Over the last year, for example, both the “DNR” and the “LNR” have done so against the Jehovah’s Witnesses, the Baptists, and the New Life Church. The moves against the Ukrainian Orthodox Church are an extension of what has been going on with regard to these Protestant groups.
Archbishop Serhii who oversees Donetsk and Mariupol for the Ukrainian Orthodox Church, says that the Russian occupiers are taking these steps despite the fact that there have not been any provocative actions by the Ukrainian church, which simply continues to do its job of helping people and conducting religious services.
But the occupiers don’t want any independent religious life there, the archbishop says, and they have already turned off the electricity, water and phone services to Ukrainian churches in preparation for closing them down entirely. Only three Ukrainian priests remain, but they are by super-human efforts continuing to serve 80 percent of the remaining parishes.
What is in fact happening, Serhii says, is that the Moscow-organized DNR is “forcing us to go into the catacombs” as believers often had to do in Soviet times.

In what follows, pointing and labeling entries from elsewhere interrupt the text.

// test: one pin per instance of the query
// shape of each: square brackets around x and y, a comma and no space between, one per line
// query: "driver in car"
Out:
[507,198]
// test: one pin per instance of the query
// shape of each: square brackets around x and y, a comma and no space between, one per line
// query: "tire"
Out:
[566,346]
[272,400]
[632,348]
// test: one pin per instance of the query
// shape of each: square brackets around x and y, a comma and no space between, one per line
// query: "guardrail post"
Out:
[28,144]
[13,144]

What Russian officials are now doing is what they falsely accuse Ukrainian ones of, the archbishop continues. “As the leader of a bishopric,” he says, “I haven’t provoked a single act of seizure of a church of the Moscow Patriarchate” in Ukraine. Such thoughts have not even come into my mind, he continues.
“On the contrary,” Serhii says, “I explain to parishioners all the time that … one must also understand the priests of the Moscow Patriarchate and that unity of the faithful is better than remaining on opposite sides of the barricades.”